Trump has strongly championed the idea of creating a space-focused military service with the same stature as the Air Force and the Army, turning his dreams of a "Space Force" into a rallying cry for supporters at political events.
His 2020 reelection campaign sent a fundraising email on Thursday asking supporters to vote on their favorite Space Force logo for future Trump campaign merchandise, offering a choice of six.
U.S. Vice President Mike Pence, in an address at the Pentagon, described the Space Force as "an idea whose time has come."
"America will always seek peace in space, as on the Earth. But history proves that peace only comes through strength, and in the realm of outer space, the United States Space Force will be that strength in the years ahead," Pence said. He added that Congress must now act to establish and fund the department.
Trump tweeted: "Space Force all the way!"
The Space Force would be responsible for a range of crucial space-based U.S. military capabilities, which include everything from satellites enabling the Global Positioning System (GPS) to sensors that help track missile launches.
But critics view its creation as an unnecessary and expensive bureaucratic endeavor, a vanity project that simply strips away work already being done effectively by services like the Air Force.
Democratic Senator Brian Schatz, who is on the Defense Appropriations subcommittee, said the Space Force was a "dumb idea.""Although 'Space Force' won't happen, it's dangerous to have a leader who cannot be talked out of crazy ideas," Schatz said on Twitter.
Democratic Senator Bill Nelson has said such a move would "rip the Air Force apart." Senator Bernie Sanders said via Twitter "maybe, just maybe" the government should guarantee healthcare "before we start spending billions to militarize outer space."
However, although Pentagon leaders, including U.S. Defense Secretary Jim Mattis, once opposed the idea of a Space Force, they lined up on Thursday to offer their support.
A Pentagon report released on Thursday included interim steps toward the creation of such an organization. A unified combatant command known as the U.S. Space Command would be formed by the end of 2018, according to a copy reviewed by Reuters.

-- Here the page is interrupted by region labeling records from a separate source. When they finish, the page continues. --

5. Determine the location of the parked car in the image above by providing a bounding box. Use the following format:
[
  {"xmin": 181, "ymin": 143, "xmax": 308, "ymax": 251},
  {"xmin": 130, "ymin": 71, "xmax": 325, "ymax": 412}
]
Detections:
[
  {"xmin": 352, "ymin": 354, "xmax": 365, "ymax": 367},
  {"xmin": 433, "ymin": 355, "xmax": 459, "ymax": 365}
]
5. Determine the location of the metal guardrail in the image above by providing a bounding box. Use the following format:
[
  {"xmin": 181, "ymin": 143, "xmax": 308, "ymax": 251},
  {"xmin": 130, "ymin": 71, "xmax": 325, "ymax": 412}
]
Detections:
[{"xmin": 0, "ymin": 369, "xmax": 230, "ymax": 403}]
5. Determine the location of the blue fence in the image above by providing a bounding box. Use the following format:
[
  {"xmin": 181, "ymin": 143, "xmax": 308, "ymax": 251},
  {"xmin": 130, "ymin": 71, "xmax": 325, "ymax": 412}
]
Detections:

In a nod to the Air Force's current role, the Pentagon report recommended that the Space Command be led initially by the commander of Air Force Space Command, who would be dual-hatted.
One of the arguments in favor of devoting more resources to a Space Force or Space Command is that American rivals like Russia and China appear increasingly ready to strike U.S. space-based capabilities in the event of a conflict.
"It is becoming a contested war fighting domain and we have to adapt to that reality," Mattis said.
The United States is a member of the 1967 Outer Space Treaty, which bars the stationing of weapons of mass destruction in space and only allows for the use of the moon and other celestial bodies for peaceful purposes.
Former astronaut and retired U.S. Navy Captain Mark Kelly on Thursday said that while Pence was right about the threats in outer space, the military was already handling them.
"There is a threat out there but it's being handled by the U.S. Air Force today. (It) doesn't make sense to build a whole other level of bureaucracy in an incredibly bureaucratic Department of Defense," Kelly told MSNBC.